For a hackintosh, intel gigabyte boards are generally very good because they have very little extra "fluff." Gigabyte to me has usually been no-nonsense, no unnecessary fluff. I have a 970a-ud3 with my old phenom 965. I'm not oc'ing at all, but it is very solid.

I generally use GB boards in client builds where oc'ing is unnecessary. I've used their ga-h87n wifi for many builds in a node 304 (though its offset socket kinda limits what cooler you can put in it. I usually go for the h60)

I've read many reviews where people have stability problems when oc'ing, which is why I go to other manufacturers like asus or asrock for things like that.

In the past Gigabyte was god aweful. Now days their not that bad on the intel side. Stay awya from their AMD stuff. Outside of the states their overpriced for what they are.

I purchased a Gigabyte board back in 2010 for my first build and it worked perfectly fine for the nearly two years that I had it, I used two different AMD processors in that board as well. Very stable and overclocking was fine as well.

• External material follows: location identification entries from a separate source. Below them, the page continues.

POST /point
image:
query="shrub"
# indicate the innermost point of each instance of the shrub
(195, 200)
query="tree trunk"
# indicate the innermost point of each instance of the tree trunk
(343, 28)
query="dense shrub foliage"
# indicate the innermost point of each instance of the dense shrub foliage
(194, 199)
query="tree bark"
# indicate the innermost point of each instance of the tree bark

My current rig also has a Gigabyte board in it (I didn't pay for this board, CPU, or RAM). It has a Core 2 Quad Q9550 from back in 2008 and 8 GB DDR2 RAM. This computer was used in a school previously. I run it with a GTX 770 and has been perfectly stable for more than 6+ months.

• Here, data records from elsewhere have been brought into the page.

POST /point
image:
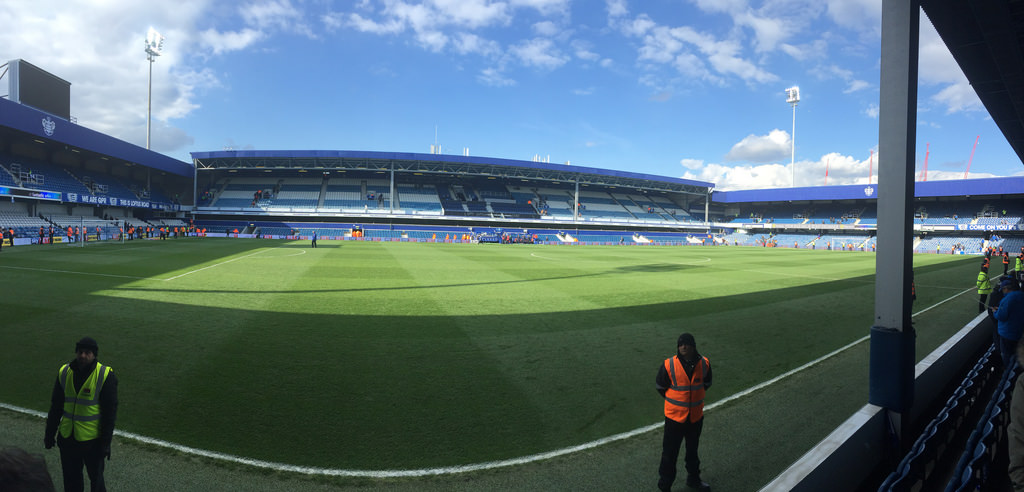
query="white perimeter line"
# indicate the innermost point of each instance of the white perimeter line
(382, 474)
(76, 273)
(210, 267)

you can have good or bad luck with mobo´s from every manufacturer. its just elektronics. ☺

Had rwo MB's from Gigabyte, both died pretty quickly. The first died within a week. Board was RMA'ed and the next board did the same, i.e. died within a couple of days. (Board was RMA'ed...again)

I don't know if it was the GTX 285 that killed it, but the ASUS I bought instead, while waiting for the replacement, worked flawlessly, and is still operational, after well over 2 years.

The 3rd Gigabyte board that was send to me after the RMA case completed, was sold. I did not have the nerves to try the same board a 3rd time :)

AsRock, and Asus have in my builds always proven the most reliable choice. My server is using an AsRock MB, and has been running 24/7 for well over 3 years

Haven't heard of people not liking Gigabyte boards at all...

Currently running the GA-H87N wifi. It's packed with lots of features for it's price and I'm impressed by it's quality. Haven't had a single problem with it yet. 

I think you have to be careful and read the reasons why people disliked the boards. I find many times in customer reviews, people will give the board a bad review or score based on a trivial or subjective reason. Some times it's the customers fault for not properly researching what they needed in the first place. Such reasons are not the fault of the board's manufacturing, quality or design and I think this makes up a sizable portion of bad scores for a lot of components.

Unless you see consistent and repeating claims of genuine failures, I'm always very cautious and look at the specific reasons for bad scores/reviews. Newegg specifically is bad for this as people will give something a 1 egg score because they didn't like newegg's customer service or their shipment arrived late, etc. 

I'm the type of person who is not brand bias and does not look at something purely because of who makes it but rather I look at the physical product itself. I look at the feature set, quality of the components and price along with carefully scrutinizing the customer reviews to get a good idea of how "good" a certain product may be and make a decision based on that. I don't care if it's made by Biostar, ECS, Gigabyte, Asus or whoever. if the product itself is good, then it's worthy of being given a chance. We also shouldn't hold grudges against specific companies for know past failures (Seagate 1.5TB HDDs). One bad product does not mean all products thereafter will also be bad. If the company is well known and has a strong reputation within the community, you have to give them the benefit of the doubt that they will improve future products.  

EX58-UD5 running like a champ never had any problems, must be about 4 or so years old now, OC i7 920 3.8ghz. I rather like Gigabyte and will most likely be buying a board from them when I decide to upgrade in the future.